MD

News

Friday, May 25, 2012

Advertise with us »

Defend Affirmative Action Party fights for student rights

BY TOMISLAV LADIKA
Daily Staff Reporter
Published March 12, 2002

Behind the Defend Affirmative Action Party's name and its priority of developing the University into a leader for a new civil rights movement lie a variety of other goals through which the party hopes to defend the rights of all students on campus.

DAAP vice presidential candidate Ben Royal said he believes affirmative action will affect students on the campus more than any other issue in the near future.

Royal said the University must be the leading campus in the defense of affirmative action, citing the two lawsuits pending against the University's Law School and the College of Literature, Science and the Arts, which challenge the University's use of race as a factor in admissions.

"To win these cases at the Supreme Court level, or at any level, we have to be building a new civil rights movement," Royal said.

He added that the movement will center around "getting people to the trial and making sure we have a strong turnout."

Royal said that DAAP representatives will try to win national support by attending other campuses and civil rights conferences.

Agnes Aleobua, DAAP's presidential candidate, said if elected, the party also plans to educate students on affirmative action.

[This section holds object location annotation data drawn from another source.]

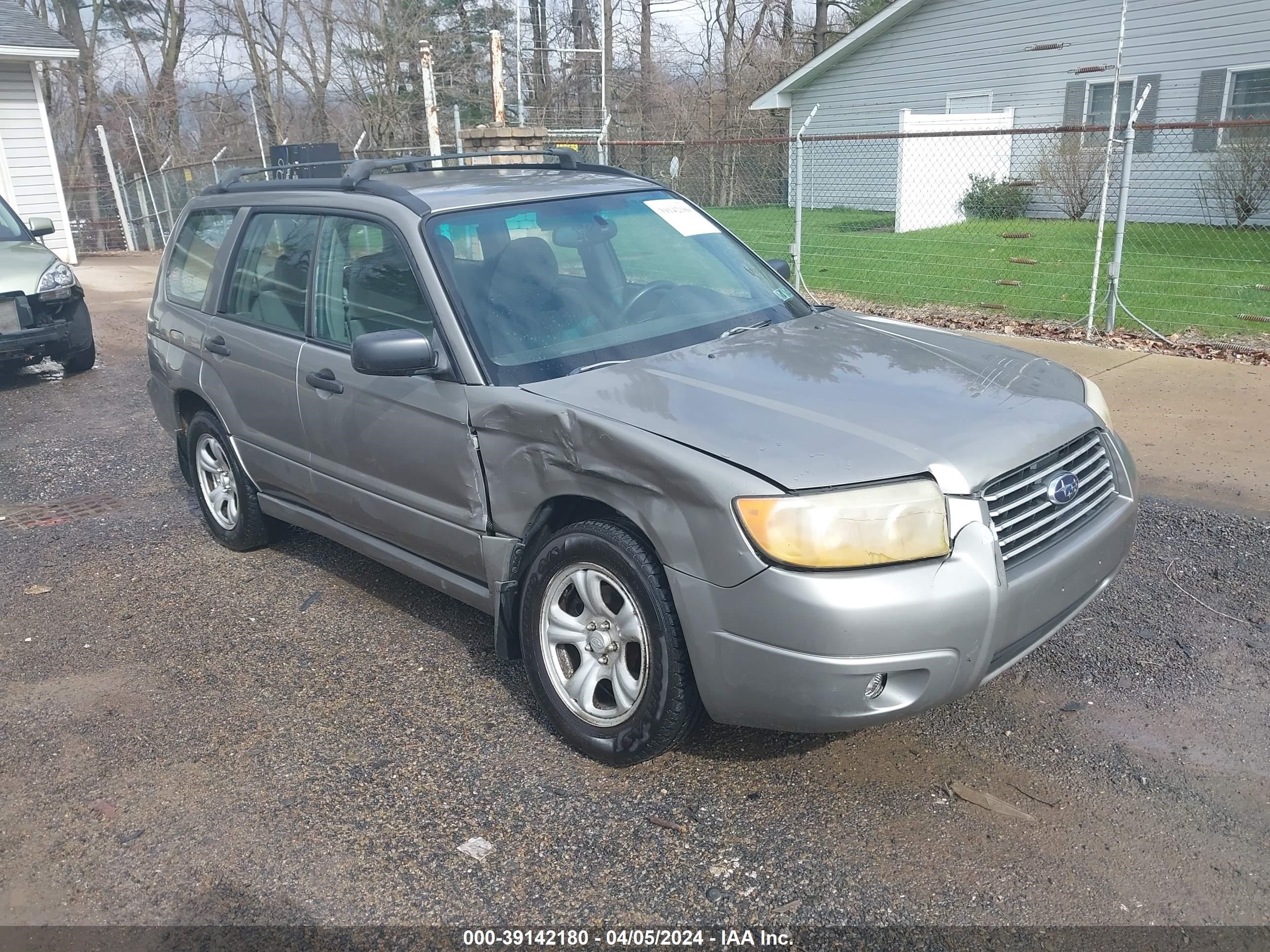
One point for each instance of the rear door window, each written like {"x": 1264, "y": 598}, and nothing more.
{"x": 190, "y": 268}
{"x": 271, "y": 274}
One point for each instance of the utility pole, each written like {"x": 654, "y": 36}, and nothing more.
{"x": 429, "y": 98}
{"x": 129, "y": 240}
{"x": 495, "y": 70}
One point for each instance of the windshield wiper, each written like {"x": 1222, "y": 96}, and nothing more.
{"x": 594, "y": 366}
{"x": 744, "y": 328}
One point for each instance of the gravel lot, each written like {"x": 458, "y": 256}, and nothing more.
{"x": 299, "y": 735}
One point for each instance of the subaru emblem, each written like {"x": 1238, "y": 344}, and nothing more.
{"x": 1062, "y": 488}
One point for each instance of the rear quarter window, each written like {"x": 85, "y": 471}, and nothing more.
{"x": 190, "y": 270}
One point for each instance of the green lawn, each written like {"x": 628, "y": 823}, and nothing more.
{"x": 1175, "y": 276}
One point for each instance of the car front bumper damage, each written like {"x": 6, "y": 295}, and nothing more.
{"x": 795, "y": 650}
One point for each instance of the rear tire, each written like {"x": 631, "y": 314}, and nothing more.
{"x": 603, "y": 648}
{"x": 80, "y": 361}
{"x": 226, "y": 497}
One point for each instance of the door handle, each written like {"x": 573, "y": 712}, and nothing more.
{"x": 217, "y": 345}
{"x": 324, "y": 380}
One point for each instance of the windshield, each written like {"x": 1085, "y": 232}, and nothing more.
{"x": 10, "y": 228}
{"x": 548, "y": 289}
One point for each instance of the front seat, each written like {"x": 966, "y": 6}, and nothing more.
{"x": 282, "y": 299}
{"x": 528, "y": 307}
{"x": 383, "y": 295}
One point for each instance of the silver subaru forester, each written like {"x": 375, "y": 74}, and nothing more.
{"x": 569, "y": 398}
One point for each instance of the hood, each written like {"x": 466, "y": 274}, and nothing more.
{"x": 840, "y": 398}
{"x": 22, "y": 263}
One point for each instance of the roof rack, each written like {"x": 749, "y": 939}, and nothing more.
{"x": 234, "y": 175}
{"x": 357, "y": 177}
{"x": 364, "y": 168}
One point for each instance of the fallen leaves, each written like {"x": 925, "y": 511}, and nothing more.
{"x": 987, "y": 801}
{"x": 957, "y": 319}
{"x": 669, "y": 825}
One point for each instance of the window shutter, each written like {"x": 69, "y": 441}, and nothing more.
{"x": 1212, "y": 88}
{"x": 1146, "y": 141}
{"x": 1074, "y": 104}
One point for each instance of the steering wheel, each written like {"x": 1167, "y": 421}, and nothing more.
{"x": 647, "y": 290}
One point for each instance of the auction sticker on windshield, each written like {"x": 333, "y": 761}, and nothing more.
{"x": 682, "y": 217}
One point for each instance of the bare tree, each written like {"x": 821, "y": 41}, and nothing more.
{"x": 1071, "y": 175}
{"x": 1236, "y": 187}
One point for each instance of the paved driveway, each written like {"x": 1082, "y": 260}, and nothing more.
{"x": 300, "y": 735}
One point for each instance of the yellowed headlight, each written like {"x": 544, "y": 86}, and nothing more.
{"x": 1097, "y": 403}
{"x": 893, "y": 522}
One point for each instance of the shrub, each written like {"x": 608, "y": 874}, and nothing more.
{"x": 988, "y": 199}
{"x": 1237, "y": 183}
{"x": 1070, "y": 175}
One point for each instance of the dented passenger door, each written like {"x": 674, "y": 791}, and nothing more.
{"x": 391, "y": 456}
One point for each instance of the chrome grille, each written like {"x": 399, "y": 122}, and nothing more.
{"x": 1025, "y": 521}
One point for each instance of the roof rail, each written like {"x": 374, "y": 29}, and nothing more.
{"x": 235, "y": 174}
{"x": 364, "y": 168}
{"x": 357, "y": 177}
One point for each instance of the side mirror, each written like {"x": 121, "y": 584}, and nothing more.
{"x": 393, "y": 353}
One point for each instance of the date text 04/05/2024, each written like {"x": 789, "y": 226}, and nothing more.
{"x": 627, "y": 938}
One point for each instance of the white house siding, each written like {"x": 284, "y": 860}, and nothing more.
{"x": 959, "y": 46}
{"x": 32, "y": 184}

In addition to educating students, Aleobua said her party would like to bring speakers to the University, petition the Supreme Court in defense of affirmative action and transport students to participate in a pro-affirmative action march in Washington.

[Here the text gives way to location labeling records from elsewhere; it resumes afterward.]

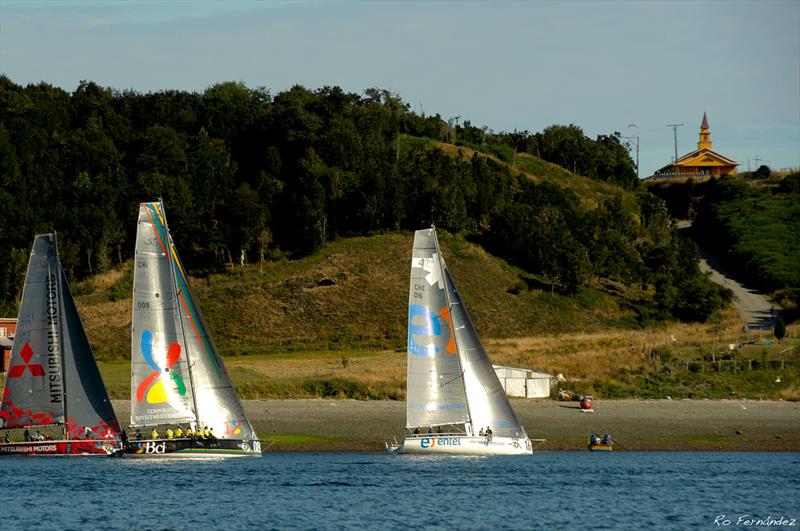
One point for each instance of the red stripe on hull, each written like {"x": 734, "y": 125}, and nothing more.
{"x": 51, "y": 448}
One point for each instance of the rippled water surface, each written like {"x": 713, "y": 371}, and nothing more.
{"x": 549, "y": 490}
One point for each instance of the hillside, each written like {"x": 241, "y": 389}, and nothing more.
{"x": 350, "y": 295}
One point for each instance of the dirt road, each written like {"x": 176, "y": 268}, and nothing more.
{"x": 754, "y": 306}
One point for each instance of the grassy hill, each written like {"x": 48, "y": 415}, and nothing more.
{"x": 334, "y": 325}
{"x": 352, "y": 294}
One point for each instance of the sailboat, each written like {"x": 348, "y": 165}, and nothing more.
{"x": 177, "y": 377}
{"x": 455, "y": 403}
{"x": 53, "y": 379}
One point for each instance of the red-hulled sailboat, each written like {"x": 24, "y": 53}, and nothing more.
{"x": 53, "y": 381}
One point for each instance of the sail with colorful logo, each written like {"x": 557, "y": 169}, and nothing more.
{"x": 455, "y": 403}
{"x": 53, "y": 389}
{"x": 178, "y": 379}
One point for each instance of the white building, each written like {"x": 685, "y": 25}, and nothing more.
{"x": 524, "y": 383}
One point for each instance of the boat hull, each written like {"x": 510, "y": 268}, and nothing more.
{"x": 193, "y": 448}
{"x": 600, "y": 447}
{"x": 466, "y": 445}
{"x": 101, "y": 447}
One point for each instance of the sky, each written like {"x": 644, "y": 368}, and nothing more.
{"x": 605, "y": 66}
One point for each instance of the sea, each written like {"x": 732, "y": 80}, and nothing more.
{"x": 366, "y": 491}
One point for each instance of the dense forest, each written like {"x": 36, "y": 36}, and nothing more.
{"x": 751, "y": 223}
{"x": 247, "y": 175}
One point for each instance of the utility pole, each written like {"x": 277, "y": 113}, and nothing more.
{"x": 675, "y": 134}
{"x": 636, "y": 138}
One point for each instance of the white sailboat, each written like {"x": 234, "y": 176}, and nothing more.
{"x": 177, "y": 377}
{"x": 455, "y": 403}
{"x": 53, "y": 379}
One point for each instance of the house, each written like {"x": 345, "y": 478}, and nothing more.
{"x": 523, "y": 383}
{"x": 704, "y": 162}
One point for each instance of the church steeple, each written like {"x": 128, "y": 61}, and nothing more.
{"x": 705, "y": 135}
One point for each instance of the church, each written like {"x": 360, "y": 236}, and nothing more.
{"x": 703, "y": 162}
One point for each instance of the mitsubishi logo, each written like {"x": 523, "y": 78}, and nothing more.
{"x": 18, "y": 370}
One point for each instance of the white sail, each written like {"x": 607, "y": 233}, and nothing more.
{"x": 488, "y": 404}
{"x": 455, "y": 403}
{"x": 435, "y": 386}
{"x": 53, "y": 377}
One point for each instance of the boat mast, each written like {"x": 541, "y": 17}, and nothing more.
{"x": 180, "y": 310}
{"x": 61, "y": 339}
{"x": 452, "y": 326}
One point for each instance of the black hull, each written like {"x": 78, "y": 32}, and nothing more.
{"x": 193, "y": 448}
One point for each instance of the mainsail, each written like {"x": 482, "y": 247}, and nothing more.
{"x": 53, "y": 377}
{"x": 450, "y": 377}
{"x": 435, "y": 384}
{"x": 177, "y": 375}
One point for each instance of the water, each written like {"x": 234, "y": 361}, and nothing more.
{"x": 549, "y": 490}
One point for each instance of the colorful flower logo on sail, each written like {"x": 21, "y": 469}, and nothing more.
{"x": 155, "y": 385}
{"x": 26, "y": 353}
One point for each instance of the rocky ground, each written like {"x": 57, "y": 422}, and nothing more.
{"x": 642, "y": 425}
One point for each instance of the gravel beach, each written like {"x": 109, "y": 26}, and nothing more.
{"x": 643, "y": 425}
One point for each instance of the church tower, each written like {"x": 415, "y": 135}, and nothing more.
{"x": 702, "y": 163}
{"x": 705, "y": 135}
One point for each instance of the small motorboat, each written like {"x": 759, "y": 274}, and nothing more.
{"x": 604, "y": 444}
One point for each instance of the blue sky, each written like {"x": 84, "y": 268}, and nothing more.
{"x": 524, "y": 65}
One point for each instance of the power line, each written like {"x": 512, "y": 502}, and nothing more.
{"x": 675, "y": 134}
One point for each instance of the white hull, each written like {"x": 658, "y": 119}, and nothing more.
{"x": 465, "y": 445}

In addition to its affirmative action defense, DAAP has historically fought for the rights of all University students, Aleobua said.

"One of the main things we've focused on outside of affirmative action has been the fight against sexism," she said.

She added that DAAP has recently supported the fraternities and sororities - which she said are composed of predominantly white students - when they were "scapegoated by police and the administration."

DAAP's other goals include lifting sanctions against Iraq, stopping tuition increases, fighting Anti-Semitism and anti-homosexual bigotry and supporting the Graduate Employees Organization.

Issues including the sanctions on Iraq are important for student government, DAAP candidate Cyril Cordor said.

They affect the student government not only because they affect how minorities relate to other students on campus, but also because debating them "puts out the issues into public," he said.

Aleobua said that while she feels MSA should represent students' political opinions, the party also supports funding student groups and working on campus projects.

The slate of candidates DAAP is running to defend students' rights is dynamic and diverse because student government should be integrated, she added.

"We're trying to give power to the people who have traditionally been disenfranchised in our society," she said.

"That means running blacks and minorities, that means running gay and lesbian students, that means running women," Aleobua said.

LSA junior Neal Lyons, running in DAAP for MSA, said the candidates also have experience as student activists, which will be important when the affirmative action case is debated in the Supreme Court.

He said MSA will need "true representatives and spokespeople for the student body when the national media blitz arrives on campus and begins asking representatives on student government what they feel about the defense of blacks and minorities."

Royal said some of the DAAP candidates have served on MSA and many have worked with its committees on projects like "Stop the Hate."